Борис Житков - Что я видел
— Не егози! И выдерни шнурок.
Клавдя не стала егозить. Мы пошли с ней снимать газеты, которые у бабушки в комнате.
Мы как сняли все газеты со стенок, так там у бабушки на стенках всё картинки, картинки. Только не картинки, а они ниточками вышиты. Гуси идут, а мальчик их веточкой подгоняет. И гуси все белой ниточкой вышиты, а трава зелёной ниточкой. У мальчика рубашка тоже из ниточек и глаза тоже.
А потом один дядя на лошади сделан.
Клавдя сказала, что это Ворошилов. Бабушка сказала, что он самый главный военный.
Потом был коврик. Весь из ленточек. Он на стенке висел. И ещё коврик. Только поменьше. Он на столике лежал, и на нём всякие цветы были нашиты из разных тряпочек: красные, жёлтые и маленькие синенькие.
Клавдя говорит:
— Это не коврик, а скатерть. Это я сделала.
А я сказал, что вовсе не она, а это бабушка всё сделала, и потому комната такая красивая. Как будто в саду. Даже ещё красивей.
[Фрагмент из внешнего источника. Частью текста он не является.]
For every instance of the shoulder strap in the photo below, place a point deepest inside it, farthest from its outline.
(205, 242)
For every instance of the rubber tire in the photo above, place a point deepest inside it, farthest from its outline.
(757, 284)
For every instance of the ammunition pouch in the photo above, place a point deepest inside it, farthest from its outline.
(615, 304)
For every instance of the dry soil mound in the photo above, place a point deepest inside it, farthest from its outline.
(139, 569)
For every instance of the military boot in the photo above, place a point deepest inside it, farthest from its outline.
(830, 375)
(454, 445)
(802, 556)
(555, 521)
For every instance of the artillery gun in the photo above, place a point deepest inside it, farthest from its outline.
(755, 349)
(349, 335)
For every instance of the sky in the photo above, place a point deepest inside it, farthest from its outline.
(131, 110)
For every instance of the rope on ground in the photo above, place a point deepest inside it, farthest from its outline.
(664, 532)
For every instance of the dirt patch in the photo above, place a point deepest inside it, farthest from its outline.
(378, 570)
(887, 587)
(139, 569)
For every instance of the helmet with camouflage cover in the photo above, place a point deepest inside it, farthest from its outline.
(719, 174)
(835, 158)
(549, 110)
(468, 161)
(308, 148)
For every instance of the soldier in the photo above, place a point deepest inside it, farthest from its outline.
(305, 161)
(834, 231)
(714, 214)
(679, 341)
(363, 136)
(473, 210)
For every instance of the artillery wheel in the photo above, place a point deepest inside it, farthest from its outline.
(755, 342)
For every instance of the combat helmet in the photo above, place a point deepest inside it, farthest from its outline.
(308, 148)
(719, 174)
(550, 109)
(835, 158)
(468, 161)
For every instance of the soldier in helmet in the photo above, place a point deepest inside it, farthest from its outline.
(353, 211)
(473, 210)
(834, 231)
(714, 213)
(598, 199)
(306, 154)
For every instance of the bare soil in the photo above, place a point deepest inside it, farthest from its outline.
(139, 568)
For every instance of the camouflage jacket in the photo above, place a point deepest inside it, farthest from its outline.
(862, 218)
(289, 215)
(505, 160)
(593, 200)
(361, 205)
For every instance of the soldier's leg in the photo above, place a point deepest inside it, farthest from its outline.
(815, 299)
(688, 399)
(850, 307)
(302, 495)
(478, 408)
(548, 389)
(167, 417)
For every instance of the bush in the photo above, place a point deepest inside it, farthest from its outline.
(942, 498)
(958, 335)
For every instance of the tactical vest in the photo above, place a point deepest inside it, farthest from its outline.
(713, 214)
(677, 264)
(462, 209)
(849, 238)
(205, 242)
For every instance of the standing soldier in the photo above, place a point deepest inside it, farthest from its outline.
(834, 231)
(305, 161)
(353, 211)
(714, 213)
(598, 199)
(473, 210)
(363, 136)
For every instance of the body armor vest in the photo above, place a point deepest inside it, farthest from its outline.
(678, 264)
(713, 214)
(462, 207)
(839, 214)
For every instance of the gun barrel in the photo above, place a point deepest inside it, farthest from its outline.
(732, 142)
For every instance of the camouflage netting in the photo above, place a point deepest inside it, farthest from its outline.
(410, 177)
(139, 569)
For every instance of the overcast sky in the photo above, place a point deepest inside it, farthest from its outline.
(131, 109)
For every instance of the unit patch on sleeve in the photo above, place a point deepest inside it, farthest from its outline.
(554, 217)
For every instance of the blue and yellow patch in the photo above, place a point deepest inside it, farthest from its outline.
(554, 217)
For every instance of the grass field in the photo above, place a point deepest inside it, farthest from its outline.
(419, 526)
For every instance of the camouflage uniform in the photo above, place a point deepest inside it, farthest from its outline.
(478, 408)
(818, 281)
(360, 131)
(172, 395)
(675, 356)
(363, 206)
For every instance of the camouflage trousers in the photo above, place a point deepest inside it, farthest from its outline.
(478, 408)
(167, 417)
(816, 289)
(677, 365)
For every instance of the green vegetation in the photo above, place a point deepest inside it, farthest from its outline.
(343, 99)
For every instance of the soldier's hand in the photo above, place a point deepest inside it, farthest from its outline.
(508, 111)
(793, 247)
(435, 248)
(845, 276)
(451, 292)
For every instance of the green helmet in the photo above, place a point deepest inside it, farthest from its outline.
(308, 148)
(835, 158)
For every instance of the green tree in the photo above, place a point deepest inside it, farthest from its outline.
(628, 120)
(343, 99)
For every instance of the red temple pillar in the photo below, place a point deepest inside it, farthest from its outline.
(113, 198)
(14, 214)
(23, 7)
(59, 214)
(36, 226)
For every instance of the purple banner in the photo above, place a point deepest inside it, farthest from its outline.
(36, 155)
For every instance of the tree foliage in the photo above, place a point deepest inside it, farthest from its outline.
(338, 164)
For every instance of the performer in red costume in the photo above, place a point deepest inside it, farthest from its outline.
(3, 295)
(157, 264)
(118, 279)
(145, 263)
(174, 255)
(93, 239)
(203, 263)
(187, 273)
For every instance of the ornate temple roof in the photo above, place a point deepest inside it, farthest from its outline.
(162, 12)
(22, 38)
Мы с Клавдей стали кричать, потому что я говорил, что «бабушка», а она говорила, что «не бабушка», а «девочки», и что она больше всех шила, и что она самая главная, и она скатерть сделала и все цветы.
Как мы руки мыли
А газеты мы всё равно убирали, и Клавдя вытирала стол. Вдруг бабушка пришла и сразу постелила на стол скатерть. Только простую, белую. И поставила на стол очень большую яичницу. И сказала, чтобы мы с Клавдей шли мыть руки. А руки мыть очень было смешно, потому что из одного крана бежит горячая вода, а из другого холодная. Можно дырочку в раковине закрыть медной пробочкой и напустить в раковину воды. А это не раковина, а умывальник. Он фарфоровый и очень чистый. В нём можно сделать какую хочешь воду. Мы с Клавдей сделали тёплую. А потом пустили горячей и стали держать — кто скорей вынет руки. Рукам стало совсем горячо.
А бабушка всё равно слышала, что мы делаем.
Пришла и говорит:
— Не выдумывайте глупостей! Ошпариться захотели!
Я руки поскорей вытянул, потому что всё равно очень горячо. Они стали красные-красные. Я говорил «шпариться» и смеялся.
Бабушка говорила:
— Ну, ладно. Садитесь за стол.
Мы стали есть яичницу. И я сказал, зачем Клавдя врёт, что она скатерть сделала и все цветы пришила, и сказал, что всё это бабушка сделала.
Какая кукла с носовым платочком
Бабушка сказала, что она здесь ничего не сделала, а всё это делали девочки, и Клавдя тоже. А бабушка только показывала.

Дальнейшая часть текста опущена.